Dana Delaney walked by so quickly, I only saw enough of her to know who it was. This may or may not come as a shock to you but she's very small and skinny.

December 05, 2006

Forbes 15 Richest Fictional Characters 2006

Forbes published its list of richest fictional characters for 2006.

Santa Claus was removed from the list and moving into first place is Daddy Warbucks.

Forbes claims that it still sites Santa's net worth as infinity but removed him from the list as a result of being bombarded by letters from outraged children insisting that Santa is real. For now, they thought it best to take him off the list until the matter of Santa's authenticity is verified.

Meanwhile, Daddy Warbucks has done well this year moving him ot the top of the list. Defense contracts in Iraq earned Warbucks a fortune for his depleted uranium artillery shells. His company's energy services group won a record $59.2 billion contract to provide oil well maintenance in the Arctic National Wildlife Refuge.

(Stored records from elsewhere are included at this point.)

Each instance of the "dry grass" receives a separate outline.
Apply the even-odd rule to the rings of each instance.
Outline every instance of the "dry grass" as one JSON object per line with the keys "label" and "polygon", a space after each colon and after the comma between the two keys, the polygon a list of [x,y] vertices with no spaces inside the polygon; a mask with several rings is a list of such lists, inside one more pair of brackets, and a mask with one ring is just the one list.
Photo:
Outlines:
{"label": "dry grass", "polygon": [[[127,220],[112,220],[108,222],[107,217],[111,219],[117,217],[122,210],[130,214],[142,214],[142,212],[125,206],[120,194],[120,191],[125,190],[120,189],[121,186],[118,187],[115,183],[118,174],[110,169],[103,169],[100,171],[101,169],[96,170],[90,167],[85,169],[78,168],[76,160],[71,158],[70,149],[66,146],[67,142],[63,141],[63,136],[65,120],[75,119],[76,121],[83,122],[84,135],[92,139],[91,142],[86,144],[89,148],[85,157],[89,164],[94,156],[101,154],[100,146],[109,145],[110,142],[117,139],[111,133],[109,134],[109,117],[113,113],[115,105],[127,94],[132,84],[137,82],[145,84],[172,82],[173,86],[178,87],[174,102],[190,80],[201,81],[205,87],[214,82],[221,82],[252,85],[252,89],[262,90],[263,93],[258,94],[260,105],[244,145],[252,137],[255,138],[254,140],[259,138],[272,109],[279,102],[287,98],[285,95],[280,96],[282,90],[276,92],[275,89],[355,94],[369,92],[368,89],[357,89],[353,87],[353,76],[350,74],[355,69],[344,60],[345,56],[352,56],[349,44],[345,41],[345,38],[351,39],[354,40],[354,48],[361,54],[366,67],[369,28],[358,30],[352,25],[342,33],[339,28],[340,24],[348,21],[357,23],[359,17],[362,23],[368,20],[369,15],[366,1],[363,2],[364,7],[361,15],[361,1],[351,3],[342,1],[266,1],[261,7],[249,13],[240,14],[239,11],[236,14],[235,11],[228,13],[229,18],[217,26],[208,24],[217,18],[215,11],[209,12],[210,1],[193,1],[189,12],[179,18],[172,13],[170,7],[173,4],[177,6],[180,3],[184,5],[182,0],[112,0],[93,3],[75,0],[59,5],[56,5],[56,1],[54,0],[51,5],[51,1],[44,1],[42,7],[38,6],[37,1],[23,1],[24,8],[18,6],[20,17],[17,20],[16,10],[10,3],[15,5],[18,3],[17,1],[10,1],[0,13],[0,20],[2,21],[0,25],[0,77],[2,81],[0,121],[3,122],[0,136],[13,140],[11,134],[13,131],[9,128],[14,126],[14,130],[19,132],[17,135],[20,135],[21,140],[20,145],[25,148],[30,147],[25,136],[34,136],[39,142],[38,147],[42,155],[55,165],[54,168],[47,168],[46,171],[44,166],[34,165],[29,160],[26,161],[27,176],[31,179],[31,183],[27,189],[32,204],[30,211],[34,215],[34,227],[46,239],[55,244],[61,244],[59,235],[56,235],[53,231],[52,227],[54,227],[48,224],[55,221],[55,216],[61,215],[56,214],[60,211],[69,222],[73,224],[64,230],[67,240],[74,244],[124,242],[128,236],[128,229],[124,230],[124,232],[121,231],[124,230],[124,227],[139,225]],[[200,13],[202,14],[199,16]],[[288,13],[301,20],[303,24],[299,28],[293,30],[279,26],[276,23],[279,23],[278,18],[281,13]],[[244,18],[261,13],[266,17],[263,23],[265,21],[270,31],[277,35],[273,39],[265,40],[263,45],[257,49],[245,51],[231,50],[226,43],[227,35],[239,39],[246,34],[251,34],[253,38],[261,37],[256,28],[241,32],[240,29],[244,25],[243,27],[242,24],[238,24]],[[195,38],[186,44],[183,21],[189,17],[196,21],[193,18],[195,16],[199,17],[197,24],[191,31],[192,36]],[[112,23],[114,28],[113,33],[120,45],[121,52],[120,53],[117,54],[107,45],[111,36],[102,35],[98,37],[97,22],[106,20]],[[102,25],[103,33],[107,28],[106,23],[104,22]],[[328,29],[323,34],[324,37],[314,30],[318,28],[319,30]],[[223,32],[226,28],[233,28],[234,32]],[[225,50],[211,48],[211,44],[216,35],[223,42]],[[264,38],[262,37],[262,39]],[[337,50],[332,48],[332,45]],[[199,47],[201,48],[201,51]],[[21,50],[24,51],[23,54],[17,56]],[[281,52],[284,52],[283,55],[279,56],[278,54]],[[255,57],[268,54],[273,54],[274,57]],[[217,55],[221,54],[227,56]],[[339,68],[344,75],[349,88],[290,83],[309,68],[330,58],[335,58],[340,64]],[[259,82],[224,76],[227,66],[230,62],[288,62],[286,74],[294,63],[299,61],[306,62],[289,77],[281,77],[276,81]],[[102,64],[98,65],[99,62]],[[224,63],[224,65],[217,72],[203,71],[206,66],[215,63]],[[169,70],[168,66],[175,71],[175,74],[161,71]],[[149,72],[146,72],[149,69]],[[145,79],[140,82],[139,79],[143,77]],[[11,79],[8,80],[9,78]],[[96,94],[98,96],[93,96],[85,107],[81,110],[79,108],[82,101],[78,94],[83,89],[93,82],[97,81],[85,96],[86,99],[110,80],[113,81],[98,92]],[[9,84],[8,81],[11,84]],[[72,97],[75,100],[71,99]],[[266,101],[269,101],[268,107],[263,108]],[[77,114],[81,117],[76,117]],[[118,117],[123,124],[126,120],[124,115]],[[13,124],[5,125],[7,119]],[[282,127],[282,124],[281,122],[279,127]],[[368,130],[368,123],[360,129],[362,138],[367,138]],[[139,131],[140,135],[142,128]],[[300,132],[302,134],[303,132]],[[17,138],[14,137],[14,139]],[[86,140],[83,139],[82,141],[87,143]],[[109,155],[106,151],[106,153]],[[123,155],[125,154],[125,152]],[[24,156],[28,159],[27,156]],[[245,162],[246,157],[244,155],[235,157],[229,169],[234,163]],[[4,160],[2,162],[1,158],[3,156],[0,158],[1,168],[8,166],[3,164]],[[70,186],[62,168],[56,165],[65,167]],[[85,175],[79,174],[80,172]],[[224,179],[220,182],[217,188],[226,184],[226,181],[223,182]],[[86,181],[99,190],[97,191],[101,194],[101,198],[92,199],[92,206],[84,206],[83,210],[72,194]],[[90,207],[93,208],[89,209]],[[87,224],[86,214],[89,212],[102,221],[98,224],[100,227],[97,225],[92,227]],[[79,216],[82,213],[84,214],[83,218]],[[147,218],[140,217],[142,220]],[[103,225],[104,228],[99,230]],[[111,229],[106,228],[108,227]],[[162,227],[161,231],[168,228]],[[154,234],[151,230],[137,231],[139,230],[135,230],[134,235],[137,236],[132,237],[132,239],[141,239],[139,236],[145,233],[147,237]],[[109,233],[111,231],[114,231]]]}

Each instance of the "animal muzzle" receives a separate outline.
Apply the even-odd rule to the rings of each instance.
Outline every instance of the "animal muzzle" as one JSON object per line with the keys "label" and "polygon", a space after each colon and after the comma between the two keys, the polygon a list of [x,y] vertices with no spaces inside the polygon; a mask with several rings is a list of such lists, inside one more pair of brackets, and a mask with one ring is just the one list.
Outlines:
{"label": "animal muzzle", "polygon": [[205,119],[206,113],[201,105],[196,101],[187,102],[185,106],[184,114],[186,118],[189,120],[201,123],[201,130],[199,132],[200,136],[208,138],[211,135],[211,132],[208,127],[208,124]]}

There were some amusing additions to the list this year, including Prince Abakaliki of Nigeria. The first son of King Sani Abakaliki debuted on the Forbes List at #9 with a shocking net worth of $2.8 billion. That's a pretty good sum of money considering he still wants to get his hands on his father's estate - with your help of course.

Also new to the list is plumber Mario with an amassed fortune of $1 billion. According to his entry, he amassed his fortune slowly by overcoming obstacles in order to collect one gold coin at a time.

December 04, 2006

Confrontation - How I Met Your Mother

One recent blogging trend is to post clips from You Tube. I like this one because this is my favorite number from Les Miserables. It stars Neil Patrick Harris and some other dork from one of those new comedies on CBS.